泣きついてみました
お父様との激しい親子ゲンカの末、私がクレちゃんの部屋に駆け込むとすでにお茶の準備がされていた。
私の悲鳴がここまで聞こえていたらしく、そろそろ来るなと思っていたらしい。さ、さすがだわクレちゃん!
しかもリビングにはイリスさんがいた。どうやらクレちゃんのところに情報収集に来ていたみたい。私はクレちゃんの隣に座るなり、とりあえずマシュマロボディにひしっと抱きついて癒されようと試みる。どんどんコンパクトになっているのは切ないけれど、テーザ様との結婚式のためのダイエットだと言われれば応援するしかない。
イリスさんは私たちの正面に座っていて、「さきほどは大変でしたね」と笑いかけてくれた。
私がサレオスはどうしたのかと尋ねると、すでに寮に戻って仕事に取り掛かっているという。イリスさんによると、領地の収益を夏までに二割上げることを宰相様に約束してしまったそうで、これからしばらく忙しくなるらしい。まだ条件はあるらしいけれど、後のことはだいたい何とかなるから心配しないでと省略された。
「そんなにがんばらないと、お見合いは回避できなかったの?宰相様を見たときは厳しそうな人だなと思ったけれど」
私の疑問に、イリスさんは右手を首元に置き、困った顔で笑った。
「まぁ見合いの取りやめ以外にもこちらから希望を出したので……というよりそっちが本来の目的と申しますか」
「本来の目的?」
何のことかわからずにいると、よほど重要なことなのか「私の口からは言えませんので、サレオス様に直接聞いてください」と言われて話を終了させられてしまった。
「ところでマリー様、アランおじさまとどんな喧嘩を?」
隣に座るクレちゃんが、女神の微笑みを浮かべながら尋ねた。
私が涙ながらにお父様との喧嘩の内容を説明すると、クレちゃんはあらあらと困惑しつつも背中を撫でて優しく宥めてくれた。
「どうしようクレちゃん、お母様が領地に戻ってる間に、私どこかにお嫁に出されちゃうかも!」
号泣しながら、クレちゃんのふんわりボディを抱きしめた。
「いや、さすがにそれはないと思います……メアリー様が絶対に許しませんよ。落ち着いてマリー様、大丈夫だから」
ううっ、サレオス以外に嫁ぐなんて絶対にイヤ!私は情けなく眉を八の字にして、クレちゃんに縋り付いた。
「うわああああん!ルレオードの修道院に入る~!」
私の叫びを聞いたイリスさんは、なぜか「あぁ!」と納得していた。
「マリー様、それサレオス様に言いませんでした?」
んん?たしかに言ったわね、妄想の果ての結論として。私が無言で頷くと、イリスさんが表情を崩した。

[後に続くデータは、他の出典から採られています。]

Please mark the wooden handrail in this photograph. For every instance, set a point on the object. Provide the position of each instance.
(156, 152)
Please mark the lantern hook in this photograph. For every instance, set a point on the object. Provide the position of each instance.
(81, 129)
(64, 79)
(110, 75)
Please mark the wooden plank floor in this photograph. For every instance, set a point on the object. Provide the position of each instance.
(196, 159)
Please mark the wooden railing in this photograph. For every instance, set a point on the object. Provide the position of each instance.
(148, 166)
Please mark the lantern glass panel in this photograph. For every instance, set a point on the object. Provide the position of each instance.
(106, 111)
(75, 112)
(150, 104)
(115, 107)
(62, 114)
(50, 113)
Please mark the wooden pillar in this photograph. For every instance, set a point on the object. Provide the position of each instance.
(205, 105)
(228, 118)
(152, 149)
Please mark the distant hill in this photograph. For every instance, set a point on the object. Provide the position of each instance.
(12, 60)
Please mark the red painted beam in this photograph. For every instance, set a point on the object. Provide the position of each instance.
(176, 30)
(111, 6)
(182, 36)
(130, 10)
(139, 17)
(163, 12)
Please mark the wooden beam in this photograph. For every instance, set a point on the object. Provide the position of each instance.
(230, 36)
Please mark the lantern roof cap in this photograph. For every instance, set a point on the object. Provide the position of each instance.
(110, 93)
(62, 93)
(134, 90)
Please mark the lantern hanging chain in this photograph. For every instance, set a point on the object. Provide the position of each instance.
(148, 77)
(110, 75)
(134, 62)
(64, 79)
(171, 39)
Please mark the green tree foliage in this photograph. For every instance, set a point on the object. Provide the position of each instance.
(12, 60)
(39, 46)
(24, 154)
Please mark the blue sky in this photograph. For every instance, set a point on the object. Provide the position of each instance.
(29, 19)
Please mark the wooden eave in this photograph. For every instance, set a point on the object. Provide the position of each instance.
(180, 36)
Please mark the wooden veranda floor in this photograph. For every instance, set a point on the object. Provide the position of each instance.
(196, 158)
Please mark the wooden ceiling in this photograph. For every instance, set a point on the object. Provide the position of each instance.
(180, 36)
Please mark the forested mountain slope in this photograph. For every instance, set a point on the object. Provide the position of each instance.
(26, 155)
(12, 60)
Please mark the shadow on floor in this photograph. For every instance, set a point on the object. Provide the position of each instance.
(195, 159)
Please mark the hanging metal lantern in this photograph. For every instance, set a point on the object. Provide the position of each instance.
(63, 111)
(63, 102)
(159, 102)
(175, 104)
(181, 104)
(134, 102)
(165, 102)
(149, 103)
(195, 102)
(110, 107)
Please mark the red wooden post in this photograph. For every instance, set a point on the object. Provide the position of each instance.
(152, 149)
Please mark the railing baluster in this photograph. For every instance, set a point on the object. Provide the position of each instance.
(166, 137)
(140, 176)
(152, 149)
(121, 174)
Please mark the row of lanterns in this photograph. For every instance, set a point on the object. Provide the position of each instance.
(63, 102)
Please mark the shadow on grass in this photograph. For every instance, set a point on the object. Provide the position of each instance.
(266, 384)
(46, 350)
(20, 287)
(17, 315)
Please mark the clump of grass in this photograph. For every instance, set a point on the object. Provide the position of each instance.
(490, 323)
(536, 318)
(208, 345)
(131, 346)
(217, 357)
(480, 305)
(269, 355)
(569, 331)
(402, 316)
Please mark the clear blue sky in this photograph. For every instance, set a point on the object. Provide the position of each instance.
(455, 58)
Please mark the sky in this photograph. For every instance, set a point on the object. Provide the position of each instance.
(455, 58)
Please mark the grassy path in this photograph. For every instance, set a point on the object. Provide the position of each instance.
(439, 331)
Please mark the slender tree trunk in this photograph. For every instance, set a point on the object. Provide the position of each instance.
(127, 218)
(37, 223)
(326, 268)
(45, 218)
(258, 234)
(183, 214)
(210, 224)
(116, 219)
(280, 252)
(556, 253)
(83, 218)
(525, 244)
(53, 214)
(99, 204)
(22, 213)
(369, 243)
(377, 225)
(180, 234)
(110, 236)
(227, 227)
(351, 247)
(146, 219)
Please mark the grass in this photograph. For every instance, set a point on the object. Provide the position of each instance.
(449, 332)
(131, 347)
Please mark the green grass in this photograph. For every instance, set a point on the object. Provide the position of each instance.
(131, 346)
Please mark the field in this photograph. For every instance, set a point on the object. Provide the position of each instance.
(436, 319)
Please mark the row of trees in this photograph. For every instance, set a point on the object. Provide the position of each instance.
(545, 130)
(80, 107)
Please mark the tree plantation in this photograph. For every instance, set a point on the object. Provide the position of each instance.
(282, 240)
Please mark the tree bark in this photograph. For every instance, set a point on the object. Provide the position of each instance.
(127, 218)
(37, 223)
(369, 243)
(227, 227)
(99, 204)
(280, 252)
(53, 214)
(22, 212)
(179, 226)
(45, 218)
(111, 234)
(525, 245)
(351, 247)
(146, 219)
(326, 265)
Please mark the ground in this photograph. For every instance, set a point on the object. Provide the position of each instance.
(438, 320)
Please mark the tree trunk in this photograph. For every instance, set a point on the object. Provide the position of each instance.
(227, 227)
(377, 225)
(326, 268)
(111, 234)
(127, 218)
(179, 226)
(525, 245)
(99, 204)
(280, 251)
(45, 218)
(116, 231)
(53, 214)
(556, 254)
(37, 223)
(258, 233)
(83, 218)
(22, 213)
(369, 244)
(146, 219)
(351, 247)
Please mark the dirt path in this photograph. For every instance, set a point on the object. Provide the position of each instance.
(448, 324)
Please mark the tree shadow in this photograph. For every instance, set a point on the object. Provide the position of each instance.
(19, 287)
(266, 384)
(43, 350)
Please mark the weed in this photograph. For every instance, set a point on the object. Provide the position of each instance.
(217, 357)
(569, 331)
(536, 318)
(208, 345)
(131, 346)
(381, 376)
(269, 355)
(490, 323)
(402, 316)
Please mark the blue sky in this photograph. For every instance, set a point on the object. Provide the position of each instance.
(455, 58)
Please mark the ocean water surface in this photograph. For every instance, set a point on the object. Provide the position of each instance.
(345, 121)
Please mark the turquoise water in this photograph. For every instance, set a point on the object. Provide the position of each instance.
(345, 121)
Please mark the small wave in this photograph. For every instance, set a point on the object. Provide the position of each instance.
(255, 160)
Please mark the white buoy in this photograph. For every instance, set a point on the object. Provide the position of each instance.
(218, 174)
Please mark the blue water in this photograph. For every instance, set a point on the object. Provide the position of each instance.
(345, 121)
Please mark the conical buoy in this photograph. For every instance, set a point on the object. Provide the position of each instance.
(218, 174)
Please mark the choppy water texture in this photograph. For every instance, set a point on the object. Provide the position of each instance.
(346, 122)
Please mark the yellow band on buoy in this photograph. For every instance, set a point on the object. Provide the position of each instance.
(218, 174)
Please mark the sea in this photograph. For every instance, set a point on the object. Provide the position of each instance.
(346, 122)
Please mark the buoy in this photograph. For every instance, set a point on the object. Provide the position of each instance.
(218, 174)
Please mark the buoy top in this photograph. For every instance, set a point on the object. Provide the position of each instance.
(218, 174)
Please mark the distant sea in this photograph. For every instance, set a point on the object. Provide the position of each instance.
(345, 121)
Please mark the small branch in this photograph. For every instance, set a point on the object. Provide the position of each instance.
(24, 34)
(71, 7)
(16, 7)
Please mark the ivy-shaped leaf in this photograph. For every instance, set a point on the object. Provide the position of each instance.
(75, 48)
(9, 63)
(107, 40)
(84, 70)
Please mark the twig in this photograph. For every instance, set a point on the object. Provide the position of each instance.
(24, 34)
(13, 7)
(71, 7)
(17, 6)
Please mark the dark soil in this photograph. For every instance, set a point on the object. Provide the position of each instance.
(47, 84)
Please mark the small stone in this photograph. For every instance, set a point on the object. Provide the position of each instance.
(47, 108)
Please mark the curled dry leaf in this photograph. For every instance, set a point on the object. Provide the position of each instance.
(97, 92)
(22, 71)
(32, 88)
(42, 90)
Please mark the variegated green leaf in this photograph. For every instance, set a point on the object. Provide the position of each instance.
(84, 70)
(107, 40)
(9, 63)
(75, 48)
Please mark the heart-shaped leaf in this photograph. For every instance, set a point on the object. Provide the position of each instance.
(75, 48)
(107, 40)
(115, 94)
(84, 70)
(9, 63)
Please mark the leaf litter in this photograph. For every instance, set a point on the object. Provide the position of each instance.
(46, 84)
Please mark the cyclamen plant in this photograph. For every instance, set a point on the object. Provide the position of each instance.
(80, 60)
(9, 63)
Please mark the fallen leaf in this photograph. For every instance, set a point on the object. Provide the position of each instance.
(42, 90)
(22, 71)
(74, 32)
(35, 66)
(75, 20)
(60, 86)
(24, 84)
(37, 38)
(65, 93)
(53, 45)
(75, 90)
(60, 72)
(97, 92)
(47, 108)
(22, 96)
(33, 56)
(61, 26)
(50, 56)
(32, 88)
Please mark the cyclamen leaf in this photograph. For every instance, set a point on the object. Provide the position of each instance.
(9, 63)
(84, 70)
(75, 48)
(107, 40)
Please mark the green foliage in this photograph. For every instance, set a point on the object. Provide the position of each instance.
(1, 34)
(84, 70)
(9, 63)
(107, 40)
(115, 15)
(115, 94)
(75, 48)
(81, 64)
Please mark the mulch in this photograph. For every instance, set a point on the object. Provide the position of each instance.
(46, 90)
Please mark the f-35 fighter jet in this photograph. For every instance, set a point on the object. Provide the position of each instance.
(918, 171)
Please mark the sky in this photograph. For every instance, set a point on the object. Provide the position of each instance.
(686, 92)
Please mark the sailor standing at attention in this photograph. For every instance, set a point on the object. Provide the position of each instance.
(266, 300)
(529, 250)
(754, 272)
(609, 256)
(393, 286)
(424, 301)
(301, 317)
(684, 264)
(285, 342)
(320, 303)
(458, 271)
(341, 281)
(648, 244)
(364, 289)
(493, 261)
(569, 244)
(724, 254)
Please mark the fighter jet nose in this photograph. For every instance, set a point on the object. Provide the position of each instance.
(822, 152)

「いや~、ルレオードからマリー様が帰った後、サレオス様がいきなり『修道院とはどんなところだ、一度入っても出られるのか』とか聞くもので、また何があったのかと思いましてね!ルレオードにある全部の修道院の規定を調べさせられましたよ」
私のせいでイリスさんの仕事が増えてしまったのね。思わず「すみません」と謝罪の言葉を呟く。
「まさかサレオスも修道院に入りたいと!?お見合いに疲れて匿って欲しくなったのかしら……でも男の人は入れないわよね」
そんなに嫌だったのね、だからさっきあんなに嬉しそうに……。
あら、イリスさんが横を向いて、腕で顔を隠してプルプルしてるわ。
はっ!今は修道院に行くこと考えるよりも、お父様を説得しなきゃ!
いつまでも泣いている場合じゃないわ。クレちゃんはハンカチで私の顔を優しく拭ってくれるけれど、とても一枚じゃ追いつかない量の涙と鼻水で「あぁ、新しいものをプレゼントしよう」と思った。
クレちゃんは、ずっと抱きついている私の背中をそっとさすって励ましてくれる。
「マリー様、私はメアリー様に連絡を取りますから心配いらないわ」
おおっ、頼もしい。私はこくこくと何度も頷いた。イリスさんが「なぜ娘よりも友人から連絡がいくのだろう」という顔をしているけれどそこは突っ込まないでおく!こうして私は、お父様に反抗する決意を固めたのだった。
…………そう、固めたのよ。でもまさか、こんな時間を過ごしている間にお父様に先手を打たれているとは思わなかった。